Ela riu e atirou a cabeça para trás, calculadamente. Como se não soubesse que ele jogava aquela ladainha para cada rabo-de-saia que se demorava mais do que cinco minutos na sua presença. Provavelmente não tinha o suficiente nem para o próprio drinque. Mas resolveu comprar o blefe. Virou-se direto para o barman e pediu: “Um mojito”. Estendeu o braço e passeou um dedo pelo ombro do rapaz. “Ele paga”, completou.

O toque foi a senha para ele chegar mais perto. “Posso saber o seu nome, lindeza?” (“Lindeza, ha!”, pensou ela). “É que eu gosto de saber exatamente pelo quê eu agradeço a Deus quando eu rezo de noite”.

Há tempos ela não ouvia uma tão ruim, mas esses eram os mais divertidos. Deu corda. “Natasha”, disse Camila. Era um que ela já havia testado algumas vezes e gostara dos efeitos que causava.

Funcionou. Ele arregalou os olhos e parecia excitado. “Nome de princesa, sabia? A princesa da Rússia. Natasha. Sabia? Filha do… aquele lá… do kaiser!”. Era tão engraçado. “Nome lindo. Combina com você”. Ele passou as costas da mão pela bochecha dela. A mesma que havia levado o último golpe. Mas ela não sentia mais nada.

A conversa continuou, ou quase isso, pois ela não falava quase nada e ele tagarelava solto. De vez em quando disparava uma pergunta ou outra. Ela respondia selecionando uma das mentiras do arsenal que tinha reunido ao longo dos últimos meses. Serviam para ele continuar falando. Para encorajá-lo. Para aproximá-lo.

Cada movimento premeditado dela o deixava mais esperançoso, e vê-lo assim — ver todos eles assim — era o motivo pelo qual ela saía de casa todas as noites, procurava um bar promissor, sentava em um banco visível, cruzava as pernas que mal se escondiam sob a saia e esperava — geralmente muito pouco.

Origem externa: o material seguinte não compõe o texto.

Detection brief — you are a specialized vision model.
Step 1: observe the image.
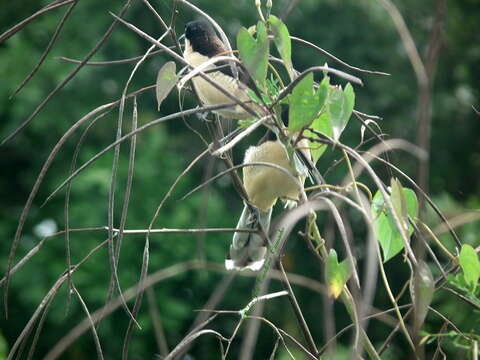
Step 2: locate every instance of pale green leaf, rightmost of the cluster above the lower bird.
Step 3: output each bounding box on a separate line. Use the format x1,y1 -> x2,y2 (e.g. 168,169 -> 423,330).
328,83 -> 355,140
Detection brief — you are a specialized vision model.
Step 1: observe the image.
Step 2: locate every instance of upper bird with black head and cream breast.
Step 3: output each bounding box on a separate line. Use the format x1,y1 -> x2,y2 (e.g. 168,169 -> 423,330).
183,20 -> 262,119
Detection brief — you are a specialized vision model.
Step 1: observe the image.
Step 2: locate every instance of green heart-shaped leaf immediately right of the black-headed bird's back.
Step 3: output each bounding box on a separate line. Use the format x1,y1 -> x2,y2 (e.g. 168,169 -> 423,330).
237,21 -> 269,89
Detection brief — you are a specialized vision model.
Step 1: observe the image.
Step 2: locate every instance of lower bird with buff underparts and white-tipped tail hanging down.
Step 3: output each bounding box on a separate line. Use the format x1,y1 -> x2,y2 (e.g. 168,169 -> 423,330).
225,139 -> 310,270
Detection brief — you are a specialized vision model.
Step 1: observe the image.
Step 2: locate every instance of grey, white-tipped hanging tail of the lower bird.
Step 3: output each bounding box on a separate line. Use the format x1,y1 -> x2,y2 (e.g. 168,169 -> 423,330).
225,205 -> 272,271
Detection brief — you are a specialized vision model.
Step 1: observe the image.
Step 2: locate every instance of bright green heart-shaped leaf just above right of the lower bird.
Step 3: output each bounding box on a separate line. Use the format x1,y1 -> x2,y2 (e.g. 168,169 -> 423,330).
288,73 -> 326,132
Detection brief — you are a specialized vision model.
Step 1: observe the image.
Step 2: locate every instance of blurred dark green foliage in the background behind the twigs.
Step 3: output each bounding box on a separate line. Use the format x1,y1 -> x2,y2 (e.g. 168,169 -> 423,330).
0,0 -> 480,359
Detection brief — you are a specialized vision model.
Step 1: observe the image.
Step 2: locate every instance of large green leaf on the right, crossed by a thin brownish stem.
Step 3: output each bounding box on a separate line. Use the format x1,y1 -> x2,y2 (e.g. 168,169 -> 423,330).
371,188 -> 418,262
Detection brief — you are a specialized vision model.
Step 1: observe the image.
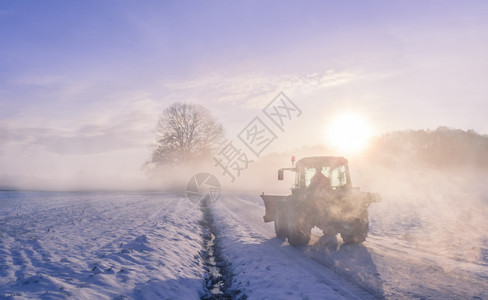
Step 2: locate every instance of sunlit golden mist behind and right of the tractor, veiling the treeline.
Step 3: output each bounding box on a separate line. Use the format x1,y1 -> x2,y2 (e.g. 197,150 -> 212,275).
217,127 -> 488,268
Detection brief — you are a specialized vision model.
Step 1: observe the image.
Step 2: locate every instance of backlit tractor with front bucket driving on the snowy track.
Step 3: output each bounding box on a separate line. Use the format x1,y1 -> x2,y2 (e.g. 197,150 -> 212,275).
261,156 -> 381,246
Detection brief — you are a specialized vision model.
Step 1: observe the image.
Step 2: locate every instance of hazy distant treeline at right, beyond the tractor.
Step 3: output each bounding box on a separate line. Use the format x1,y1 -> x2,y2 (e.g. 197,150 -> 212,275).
370,127 -> 488,169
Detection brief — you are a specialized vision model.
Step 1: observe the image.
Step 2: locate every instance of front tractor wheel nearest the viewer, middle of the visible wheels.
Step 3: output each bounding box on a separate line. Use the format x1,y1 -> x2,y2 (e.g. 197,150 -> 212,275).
287,205 -> 311,246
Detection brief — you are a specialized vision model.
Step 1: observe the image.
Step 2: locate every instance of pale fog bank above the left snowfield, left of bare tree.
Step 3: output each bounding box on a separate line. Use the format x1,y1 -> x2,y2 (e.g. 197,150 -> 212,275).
0,93 -> 159,189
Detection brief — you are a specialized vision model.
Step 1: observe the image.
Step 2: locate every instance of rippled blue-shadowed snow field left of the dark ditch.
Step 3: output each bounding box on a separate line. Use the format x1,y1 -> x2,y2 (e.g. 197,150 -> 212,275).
0,192 -> 205,299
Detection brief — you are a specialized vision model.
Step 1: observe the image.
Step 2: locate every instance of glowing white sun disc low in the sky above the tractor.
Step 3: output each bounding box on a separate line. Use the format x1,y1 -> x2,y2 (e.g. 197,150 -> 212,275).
326,112 -> 372,153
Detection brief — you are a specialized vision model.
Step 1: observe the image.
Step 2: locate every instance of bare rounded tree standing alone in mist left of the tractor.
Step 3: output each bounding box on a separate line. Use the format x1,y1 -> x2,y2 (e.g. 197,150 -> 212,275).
146,102 -> 224,168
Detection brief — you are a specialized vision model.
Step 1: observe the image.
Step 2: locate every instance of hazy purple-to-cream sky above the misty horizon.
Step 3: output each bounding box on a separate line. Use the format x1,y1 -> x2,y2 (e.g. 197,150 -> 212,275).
0,0 -> 488,188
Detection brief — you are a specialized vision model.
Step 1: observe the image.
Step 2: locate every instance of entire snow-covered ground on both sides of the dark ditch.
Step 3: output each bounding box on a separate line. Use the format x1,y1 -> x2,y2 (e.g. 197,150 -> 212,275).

Ele falou sobre tudo e todos, e quando esgotou o repertório de papo-furado lançou a pergunta que estivera esperando para fazer desde que botou os olhos nela: “Escuta, vamos sair daqui?”. Tudo no tom de voz dele indicava que não tinha dúvidas de que a resposta seria positiva. “Vamos pra um lugar mais tranquilo?”

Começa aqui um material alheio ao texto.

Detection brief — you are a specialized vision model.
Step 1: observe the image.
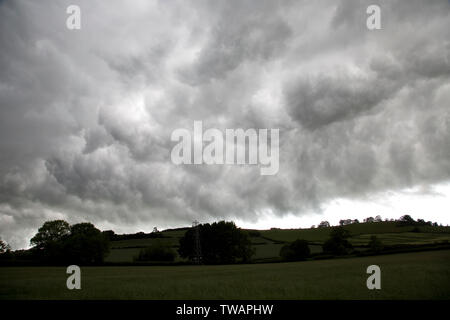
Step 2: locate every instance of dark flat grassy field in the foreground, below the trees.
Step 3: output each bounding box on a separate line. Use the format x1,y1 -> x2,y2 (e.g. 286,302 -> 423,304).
0,250 -> 450,299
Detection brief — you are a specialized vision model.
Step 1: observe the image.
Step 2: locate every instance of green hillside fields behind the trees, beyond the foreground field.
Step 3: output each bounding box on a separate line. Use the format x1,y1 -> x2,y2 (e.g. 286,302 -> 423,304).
106,222 -> 450,262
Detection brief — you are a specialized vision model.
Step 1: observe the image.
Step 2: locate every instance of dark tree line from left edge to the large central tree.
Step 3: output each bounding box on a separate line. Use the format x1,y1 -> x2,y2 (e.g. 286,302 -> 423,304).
0,220 -> 253,265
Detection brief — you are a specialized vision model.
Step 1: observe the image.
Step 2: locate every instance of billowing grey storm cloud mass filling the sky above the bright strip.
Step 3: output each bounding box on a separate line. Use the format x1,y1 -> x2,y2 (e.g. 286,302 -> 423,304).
0,0 -> 450,248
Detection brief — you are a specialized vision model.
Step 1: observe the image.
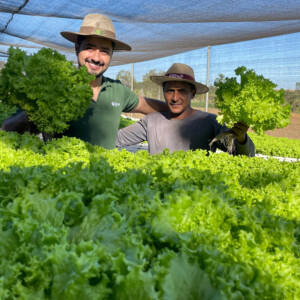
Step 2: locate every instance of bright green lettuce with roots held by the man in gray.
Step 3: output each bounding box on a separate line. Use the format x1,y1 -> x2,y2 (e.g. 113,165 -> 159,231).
214,66 -> 291,134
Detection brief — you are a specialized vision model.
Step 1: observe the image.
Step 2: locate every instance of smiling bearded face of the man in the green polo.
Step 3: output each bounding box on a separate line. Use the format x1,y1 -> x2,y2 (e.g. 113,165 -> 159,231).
75,36 -> 113,78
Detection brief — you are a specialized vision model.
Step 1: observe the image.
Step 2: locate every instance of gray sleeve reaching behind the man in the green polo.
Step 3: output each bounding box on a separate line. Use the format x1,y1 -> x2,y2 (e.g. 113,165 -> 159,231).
116,119 -> 147,147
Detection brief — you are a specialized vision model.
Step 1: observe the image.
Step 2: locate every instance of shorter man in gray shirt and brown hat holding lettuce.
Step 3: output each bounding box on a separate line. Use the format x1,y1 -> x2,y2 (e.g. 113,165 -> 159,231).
116,63 -> 255,156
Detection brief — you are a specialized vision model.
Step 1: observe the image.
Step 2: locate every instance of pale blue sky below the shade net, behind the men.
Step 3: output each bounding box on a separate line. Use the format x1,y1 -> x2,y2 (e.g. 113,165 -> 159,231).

Era o momento de dizer a única verdade que ela pronunciaria a noite inteira. Puxou-o pelo pescoço, com os dedos entrelaçados nos seus cabelos, aproximou a boca da orelha dele, deu uma bafejada e uma leve mordida e sussurrou, lentamente:

“Vai se foder”

O olhar atônito, frustrado e estúpido dele foi a última coisa que viu antes de desaparecer. Saiu gargalhando. A vida era bela.